さて、この時の登場人物の年齢です。源氏17歳・夕顔19歳・六条の御息所24歳だそうです。改めて確認しますと考え込んでしまいますね💦

地唄の夕顔の歌では前歌は二人の出会いが歌われ、後歌は夕顔が亡くなってしまった悲しさを歌っています。

 

<地唄 夕顔 歌詞>

住むやたれ 訪ひてやみんと黄昏に 寄する車の音づれも 絶えてゆかしき中垣の すき間求めて垣間見や かざす扇に焚きしめし 空だきものの ほのぼのと 主は白露 光をそえて

いとど映えある夕顔の 花に結びし仮寝の夢も さめて身にしむ 夜半の風

昔昔の箏(琴)のこと

こちらは群馬県伊勢崎市の相川考古館所蔵の「弾琴男子像 (だんきんだんしぞう)」

なんと椅子に座って膝の上に乗せてますね。

雅楽で使われる「和琴(わごん)」の原型といわれているそうです。
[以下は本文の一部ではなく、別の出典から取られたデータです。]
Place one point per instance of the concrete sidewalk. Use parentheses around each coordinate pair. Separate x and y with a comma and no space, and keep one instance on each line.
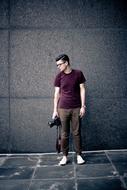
(103,170)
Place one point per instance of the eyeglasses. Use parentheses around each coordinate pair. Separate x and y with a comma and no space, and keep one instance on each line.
(60,64)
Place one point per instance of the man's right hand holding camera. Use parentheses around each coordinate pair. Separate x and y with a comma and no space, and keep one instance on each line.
(55,114)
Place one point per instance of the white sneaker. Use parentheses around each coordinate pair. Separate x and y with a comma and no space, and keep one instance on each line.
(80,160)
(63,161)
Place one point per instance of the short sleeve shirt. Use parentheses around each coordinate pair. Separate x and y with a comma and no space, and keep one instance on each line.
(69,88)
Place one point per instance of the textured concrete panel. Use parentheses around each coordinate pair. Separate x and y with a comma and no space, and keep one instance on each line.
(29,125)
(69,14)
(100,14)
(33,60)
(101,55)
(4,125)
(4,13)
(47,14)
(105,125)
(3,63)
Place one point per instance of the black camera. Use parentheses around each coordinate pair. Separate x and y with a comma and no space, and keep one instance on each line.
(54,122)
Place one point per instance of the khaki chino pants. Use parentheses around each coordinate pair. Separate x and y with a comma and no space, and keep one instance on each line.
(70,118)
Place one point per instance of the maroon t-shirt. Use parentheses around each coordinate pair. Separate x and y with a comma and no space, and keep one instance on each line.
(69,88)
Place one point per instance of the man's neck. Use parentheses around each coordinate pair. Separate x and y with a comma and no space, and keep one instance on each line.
(68,70)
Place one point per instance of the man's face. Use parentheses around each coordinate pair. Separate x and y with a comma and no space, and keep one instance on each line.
(62,65)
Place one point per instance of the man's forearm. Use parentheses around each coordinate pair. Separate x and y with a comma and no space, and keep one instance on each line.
(56,99)
(82,94)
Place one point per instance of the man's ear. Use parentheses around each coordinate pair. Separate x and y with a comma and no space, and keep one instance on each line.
(66,63)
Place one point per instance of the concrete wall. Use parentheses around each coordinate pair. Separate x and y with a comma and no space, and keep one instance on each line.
(32,33)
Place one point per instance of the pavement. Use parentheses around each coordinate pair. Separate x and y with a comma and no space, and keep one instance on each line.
(106,169)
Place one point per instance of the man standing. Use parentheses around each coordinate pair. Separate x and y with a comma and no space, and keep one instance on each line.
(69,105)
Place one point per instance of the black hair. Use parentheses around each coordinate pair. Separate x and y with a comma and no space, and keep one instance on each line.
(63,57)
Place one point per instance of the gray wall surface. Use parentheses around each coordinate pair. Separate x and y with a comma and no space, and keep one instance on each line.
(32,33)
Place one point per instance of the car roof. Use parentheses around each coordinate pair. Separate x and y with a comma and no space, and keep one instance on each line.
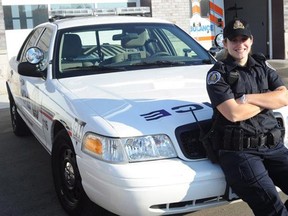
(98,20)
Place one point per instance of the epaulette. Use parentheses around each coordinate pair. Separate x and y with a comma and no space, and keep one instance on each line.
(259,56)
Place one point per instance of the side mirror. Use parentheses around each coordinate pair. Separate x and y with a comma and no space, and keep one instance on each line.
(34,57)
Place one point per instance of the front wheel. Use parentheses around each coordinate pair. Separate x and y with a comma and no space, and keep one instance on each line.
(67,179)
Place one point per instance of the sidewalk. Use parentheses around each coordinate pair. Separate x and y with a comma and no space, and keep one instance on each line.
(4,102)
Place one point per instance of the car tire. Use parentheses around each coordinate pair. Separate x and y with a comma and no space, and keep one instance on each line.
(19,127)
(67,179)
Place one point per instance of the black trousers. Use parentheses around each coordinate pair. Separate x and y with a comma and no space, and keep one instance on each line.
(253,174)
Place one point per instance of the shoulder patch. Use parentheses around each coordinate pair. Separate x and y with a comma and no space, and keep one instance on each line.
(213,77)
(269,65)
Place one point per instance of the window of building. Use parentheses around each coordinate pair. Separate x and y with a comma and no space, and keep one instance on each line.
(204,8)
(71,6)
この埴輪の琴の絃の本数はわかりませんが、和琴の絃は6本とか7本らしいです。

実は現在の箏は中国大陸からの渡来物が原型で、これは日本独自のもので別の系譜となるらしい。

この埴輪は楽しそうに見えますね。よく言われるのは祭祀で重要な役割を楽器という物は持っていたということです。ですがこの表情を見ていると、音楽に合わせてみんなで楽しく歌い踊る様子が似合う気がします。

どんな曲を奏でていたのでしょうかね(^^♪

和琴についても源氏物語に登場します。確か光源氏が蘊蓄を述べています(^◇^)

 

宮廷人の楽器愛玩

楽器、それはその昔は一つ一つが貴重な物だったのではないでしょうか。そのせいもあると思うのですが、昔の宮廷人達は自分の楽器に名前をつけています。夢枕獏の「陰陽師」などにも『玄象(げんじょう)』という琵琶が登場したと思います。箏にも愛称をもちろん付けたそうで、例えば醍醐天皇の箏には「しら丸」「鬼丸」という人の名前のような愛称が付けられています。「獅子丸」などという名前の箏もあったそうですが、何とも勇ましい名前が付けられたものです。また、醍醐天皇は前述の二面の他にも「秋風」という箏が大変お気にいりで、この「秋風」は醍醐天皇と一緒に御陵に葬られたとのことです。後世、茶道具等にも銘が付けられますが、こういった習慣が広がっていったものでしょうか。しかし、名前を付けると愛着が深くなっていくのはわかります。皆さまもこっそり自分の楽器に愛称を付けて呼んでみてはいかがでしょうか?